Саша успел обзавестись таким количеством друзей. А ведь многие даже ещё не знали о его гибели…
Скорбную вереницу в установленное время прервали четверо крепких мужчин среднего возраста. Они взялись за ручки гроба и понесли его на улицу.
Потом была длинная дорога на кладбище. Лишь небольшая часть тех, кого я видел в зале, влезла в катафалк, специально арендованный автобус и несколько машин, следовавших за печальным эскортом.
Я не был знаком до самого последнего момента с тем местом, что выбрала для упокоения нашего ребёнка Наталья. И вообще, на кладбище оказался первый раз в жизни.
Выбор, который сделала Наташа, впечатлял. Небольшая поляна в сказочном лесу показалась на удивление красивой, достойной кисти пейзажистов старой школы живописи. Деревья окружали могилу ровно настолько, чтобы она поместилась между ними, вместе с ещё несколькими, совсем свежими холмиками, усеянными цветами. Видимо, участок только начали осваивать и для прощания нам предоставили большую площадку в лесу, через полгода напрочь забитую свежими могилами.
Сашка любил и ценил красоту в любом её проявлении. Наверняка оценил бы то место, что выбрала для его последнего упокоения Наташа.
Гроб вытащили из катафалка и поставили рядом с заранее приготовленной глубокой ямой. Большой отвал вырытой породы показывал, что за исключением небольшого плодородного верхнего слоя лес вырос на большом массиве древнего морского песка, оставшегося от прошлых катаклизмов вне нашего взора ещё с первобытных времён.
Упёршись ногами в края ямы рабочие, перехватывая чёрные лямки, поддетые под продолговатый, к тому времени закрытый гроб, спустили его на самое дно глубокой ямы. Нагнувшись, я одним из первых зачерпнул ладонью горсть песка и бросил его на крышку, потом ещё и ещё… Ту же процедуру следом за мной повторили и другие. Позволив оказать последнюю почесть, за дело вскоре взялись местные работники. Быстро и сноровисто они отправляли лопатой за лопатой вынутую породу назад, засыпая вход в страну мёртвых.
Я отошёл в сторону. Среди общего хаоса чувств время от времени рождались мысли, хватались друг за друга, выстраиваясь в цепочки. Какое у нас получилось ужасное летнее расписание! Весной Сашка самостоятельно подготовился к экзаменам, сдал ЕГЭ. Потом был яркий и очень красивый выпускной в выкрашенном в жёлтый цвет молодёжном театре. Через пару недель последовало день рождение, мы приехали к деду все вместе и как обычно праздновали знаменательное событие в узком семейном кругу – он, я, Наталья, бабушка и дедушка. Затем он умчался к друзьям, обещая скоро вернуться. Даже убегая погулять, будучи достаточно взрослым, Саша старался не задерживаться и торопился вернуться домой пораньше, всё время говоря друзьям и подругам, что больше оставаться не может, что мама с папой будут волноваться.
После дня рождения поступил в институт. На радостях «рванул» после зачисления в Горную Колывань. И тут же не дав опомниться после бешеного ритма, через несколько дней нас уже ожидали похороны. Никогда бы не подумал, что первым, с кем придётся расстаться из своей семьи, окажется единственный сын.
Пока работники кладбища заканчивали для них обыденную, для меня же особо мрачную и страшную работу, а народ столпился вокруг них, я немного отошёл в сторону. Со всех сторон меня окружил город мёртвых. Жильё не прятало в том лесу в себе человека, не обезличивало его номером квартиры или дома. Совсем нет. Каждый покойник смотрел на меня с памятников и обелисков, словно хотел сказать, вот я такой-то прожил столько лет и переехал навечно в новое место. Кто-то давно, а иной и совсем недавно.

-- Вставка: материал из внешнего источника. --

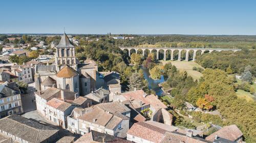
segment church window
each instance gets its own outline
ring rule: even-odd
[[[69,86],[69,84],[67,84],[67,85],[66,85],[66,89],[67,89],[67,90],[69,90],[70,89],[70,86]]]
[[[67,54],[68,55],[67,56],[67,57],[70,57],[70,50],[69,50],[69,49],[68,49],[67,50]]]
[[[64,49],[61,49],[61,57],[64,57]]]

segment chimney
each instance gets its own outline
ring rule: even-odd
[[[193,135],[193,131],[190,130],[187,130],[187,132],[186,133],[186,135],[188,137],[192,137]]]

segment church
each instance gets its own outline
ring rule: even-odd
[[[87,60],[80,63],[75,57],[75,46],[64,33],[56,47],[55,61],[35,67],[35,83],[37,91],[51,87],[68,90],[85,96],[96,89],[98,65]]]

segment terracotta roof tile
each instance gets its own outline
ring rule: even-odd
[[[78,75],[78,73],[72,68],[66,65],[62,69],[60,69],[57,75],[58,77],[71,78]]]
[[[217,135],[218,137],[227,139],[231,141],[234,141],[243,135],[243,133],[239,130],[236,125],[225,126],[208,136],[206,137],[206,140],[213,141]]]

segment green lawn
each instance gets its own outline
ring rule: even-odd
[[[198,64],[193,62],[193,61],[160,61],[164,65],[166,63],[171,62],[173,65],[175,65],[177,68],[179,70],[185,70],[187,72],[187,74],[190,76],[195,80],[199,80],[201,77],[202,77],[202,74],[196,70],[193,70],[192,69],[194,66],[197,67],[203,68],[201,65]]]
[[[168,102],[172,103],[174,100],[173,98],[170,98],[169,96],[165,96],[161,98],[163,100],[167,100]]]
[[[251,95],[249,92],[247,92],[243,90],[239,89],[236,93],[239,98],[245,99],[247,101],[253,101],[253,99],[252,99],[252,95]]]

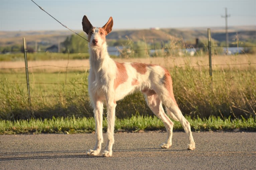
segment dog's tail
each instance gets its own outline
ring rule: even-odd
[[[170,111],[169,109],[167,108],[166,108],[165,109],[166,110],[166,112],[167,112],[167,114],[169,115],[169,116],[171,119],[173,119],[174,120],[175,120],[175,121],[179,121],[179,119],[178,119],[178,118],[177,118],[177,117],[175,116],[174,114],[172,112]]]

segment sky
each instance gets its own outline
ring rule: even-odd
[[[82,31],[86,15],[94,26],[112,16],[113,30],[256,26],[256,0],[33,0],[63,24]],[[1,0],[0,31],[67,30],[31,0]]]

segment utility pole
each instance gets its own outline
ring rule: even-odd
[[[229,34],[228,33],[228,17],[230,16],[230,15],[228,15],[228,9],[225,8],[225,15],[221,16],[222,18],[225,18],[225,21],[226,25],[226,54],[228,54],[229,52]]]

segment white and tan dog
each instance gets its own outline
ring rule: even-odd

Мысленно знакомясь с новыми Сашкиными соседями, невольно поймал себя на мысли, что сыну с его весёлым характером будет среди них очень и очень скучно, ведь окружали его одни пожилые люди. Однако вскоре среди тех, кто ушёл в преклонном и среднем возрасте, обнаружил и молодёжь. Совсем близко располагалась могила симпатичной девушки, надпись на граните указывала на то, что она покинула любящих родителей в возрасте шестнадцати лет.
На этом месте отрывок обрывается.